If you've been lucky enough to encounter games like 'Day of the Tentacle', 'Secret of Monkey Island' or 'Full Throttle', you'll know what's in store. The interface is very simple - pick up and use any objects you come across and make conversation with characters from a list of choices. There are a staggering 8,000 lines of dialogue, and a lot of these are great one-liners. It's like playing an early Woody Allen movie.
Manny's partner in crime is Glottis, an oversized grease monkey cum demon driver who is as endearing as he is thick - that's very endearing! Together they try and figure out ways of passing the demon beavers, finding pigeons for the revolutionaries, and any ways of customising their wheels. These tasks form the basis of some great puzzles, which are neither tediously obvious or excruciatingly hard.
The visual styling is sensational - a sort of cartoon art deco set in 3D, with polygon characters brilliantly animated.
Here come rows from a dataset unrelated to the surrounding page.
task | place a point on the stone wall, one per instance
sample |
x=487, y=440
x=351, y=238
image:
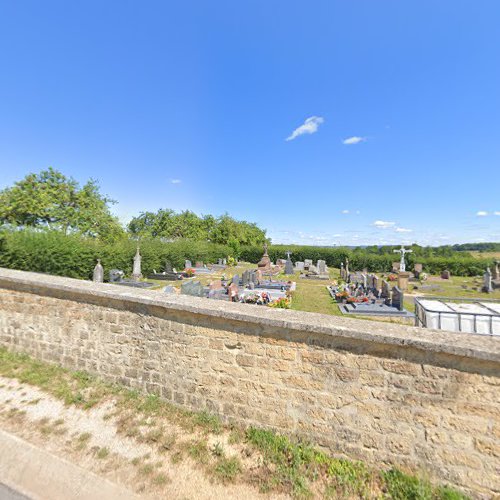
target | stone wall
x=383, y=393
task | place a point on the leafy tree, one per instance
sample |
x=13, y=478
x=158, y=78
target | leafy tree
x=51, y=200
x=170, y=225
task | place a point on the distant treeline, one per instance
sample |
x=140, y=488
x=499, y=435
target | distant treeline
x=49, y=200
x=74, y=255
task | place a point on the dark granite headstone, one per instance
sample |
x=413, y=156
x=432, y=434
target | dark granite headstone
x=397, y=298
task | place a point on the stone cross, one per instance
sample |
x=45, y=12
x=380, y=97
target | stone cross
x=98, y=272
x=136, y=273
x=402, y=251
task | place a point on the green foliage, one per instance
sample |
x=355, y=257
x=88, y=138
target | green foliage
x=170, y=225
x=74, y=256
x=50, y=200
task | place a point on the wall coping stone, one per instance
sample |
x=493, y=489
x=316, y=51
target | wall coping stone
x=480, y=347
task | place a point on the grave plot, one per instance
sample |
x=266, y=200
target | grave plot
x=366, y=299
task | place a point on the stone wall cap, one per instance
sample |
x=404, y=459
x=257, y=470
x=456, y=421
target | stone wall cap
x=483, y=347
Progressing through scene after memorable scene really drives the player on to see all its delights. There is one fly in the ointment, and it's purely technical. The game continually loads data and sound effects in a way that frequently interrupts the fastest PC. This spoils the fluidity of some sequences and causes niggling delays. However it's a small price to pay for a modern masterpiece.